The Mobile City Council on Wednesday held over consideration of a proposed ordinance to adopt Chapter 52, Real Property Maintenance and Enforcement, Article 8 (a vacant-structure registry) and conducted public hearings on declaring several structures public nuisances and fixing demolition costs. Council members and staff also discussed how staffing and fees would support administration and enforcement of the registry.
Council members said the 10-page ordinance requires careful review before final action. The item was carried over for further committee discussion; no final vote was taken on the ordinance at the meeting. Separately, the council opened public hearings on declarations that structures at 1109 Adams Street, 313 Calhoun Street, 1205 Gint Street and 1966 Hals Mill Road are public nuisances and on fixing demolition costs for properties including 33 East I-65 Service Road, 1720 Northview Drive and 1220 Satchel Street. The transcript shows the hearings were presented to the council, but it does not record final decisions or cost tallies.
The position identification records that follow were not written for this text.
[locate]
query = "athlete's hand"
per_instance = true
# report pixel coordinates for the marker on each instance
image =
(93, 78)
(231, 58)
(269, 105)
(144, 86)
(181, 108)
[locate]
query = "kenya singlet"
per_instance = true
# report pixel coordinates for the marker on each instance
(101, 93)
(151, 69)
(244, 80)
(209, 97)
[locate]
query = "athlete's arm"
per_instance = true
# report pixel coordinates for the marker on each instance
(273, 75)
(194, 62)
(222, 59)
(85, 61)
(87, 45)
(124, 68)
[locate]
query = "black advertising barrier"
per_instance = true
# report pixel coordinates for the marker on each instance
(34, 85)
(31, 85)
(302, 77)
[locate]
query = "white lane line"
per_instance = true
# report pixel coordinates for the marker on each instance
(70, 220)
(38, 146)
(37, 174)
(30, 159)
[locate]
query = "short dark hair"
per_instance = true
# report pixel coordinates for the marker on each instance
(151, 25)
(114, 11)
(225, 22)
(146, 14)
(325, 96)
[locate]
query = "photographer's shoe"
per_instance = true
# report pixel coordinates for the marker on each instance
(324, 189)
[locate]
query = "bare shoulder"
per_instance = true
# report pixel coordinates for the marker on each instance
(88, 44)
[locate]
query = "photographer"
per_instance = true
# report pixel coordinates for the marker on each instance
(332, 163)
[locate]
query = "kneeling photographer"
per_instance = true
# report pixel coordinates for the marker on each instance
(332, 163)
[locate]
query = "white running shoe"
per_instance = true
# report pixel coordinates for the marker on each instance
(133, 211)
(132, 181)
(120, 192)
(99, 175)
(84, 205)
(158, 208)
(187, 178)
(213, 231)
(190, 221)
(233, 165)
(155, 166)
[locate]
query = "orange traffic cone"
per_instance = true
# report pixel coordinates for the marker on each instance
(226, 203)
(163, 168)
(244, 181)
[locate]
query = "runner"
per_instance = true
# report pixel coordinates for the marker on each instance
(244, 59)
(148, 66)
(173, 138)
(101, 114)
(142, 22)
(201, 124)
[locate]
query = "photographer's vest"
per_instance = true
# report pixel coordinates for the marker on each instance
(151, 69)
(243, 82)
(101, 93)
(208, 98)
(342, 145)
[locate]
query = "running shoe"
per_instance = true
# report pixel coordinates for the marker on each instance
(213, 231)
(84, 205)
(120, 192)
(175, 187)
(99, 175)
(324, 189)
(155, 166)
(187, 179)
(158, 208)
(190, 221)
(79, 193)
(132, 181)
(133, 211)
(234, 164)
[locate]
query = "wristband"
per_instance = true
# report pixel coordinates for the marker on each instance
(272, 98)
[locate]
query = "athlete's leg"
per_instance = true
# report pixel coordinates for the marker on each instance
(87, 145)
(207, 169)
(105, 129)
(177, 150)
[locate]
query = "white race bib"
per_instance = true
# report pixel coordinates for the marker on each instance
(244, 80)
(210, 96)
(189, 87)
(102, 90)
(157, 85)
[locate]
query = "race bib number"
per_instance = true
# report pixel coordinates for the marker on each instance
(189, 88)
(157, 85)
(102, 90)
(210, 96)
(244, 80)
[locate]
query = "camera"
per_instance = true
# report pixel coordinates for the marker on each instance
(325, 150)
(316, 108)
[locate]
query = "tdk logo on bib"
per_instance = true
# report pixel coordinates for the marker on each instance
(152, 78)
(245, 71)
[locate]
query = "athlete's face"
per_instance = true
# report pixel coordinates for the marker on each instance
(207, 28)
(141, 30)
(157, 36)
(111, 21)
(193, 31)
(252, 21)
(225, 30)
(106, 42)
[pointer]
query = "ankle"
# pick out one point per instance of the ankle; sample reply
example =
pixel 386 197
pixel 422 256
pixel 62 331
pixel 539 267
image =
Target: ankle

Members pressed staff about how the registry would be applied across the city and whether it would create unequal burdens on property owners. A council member said the question of “equal justice” under the law concerned property owners inside and outside the downtown district; staff replied that the ordinance is being crafted and enforced within legal limits and that distinctions are aimed at property conditions rather than protected characteristics. Council members repeatedly noted blight exists citywide and asked why the ordinance appeared to target downtown first.
Council and staff discussed enforcement capacity. Finance staff presented budget amendments elsewhere on the agenda that included a $193,800 increase to a municipal enforcement personnel line to cover transfers of positions and additional staffing. City staff said some positions were transferred into municipal enforcement from other divisions and that fees associated with the ordinance are expected to offset part of the workload; staff also said two additional municipal enforcement hires were underway (one vacancy and one in training). Council members asked that ordinance implementation not pull municipal-enforcement personnel off existing duties and requested clearer staffing and funding plans at the next meeting.
The record shows the ordinance item was held over for committee review, budget amendments to fund enforcement were proposed as part of the general-fund amendments, and the demolition hearings were presented to the council. The transcript does not show final votes on the ordinance, the demolition orders, or the detailed fee schedule.
Background: The proposed Chapter 52 registry would create a regulatory structure for identifying and managing vacant buildings downtown. Staff told the council the ordinance is limited by legal constraints and is not intended to target owners by protected classes; the ordinance does include fines for vacant buildings, which differs from some other district-based regulations that operate as bonuses or incentives.
Council members asked staff to return with clearer implementation plans, including how many staff will be dedicated to downtown enforcement versus citywide coverage and how fees and transfers will be used to cover new duties. The council scheduled additional committee review before acting on the ordinance.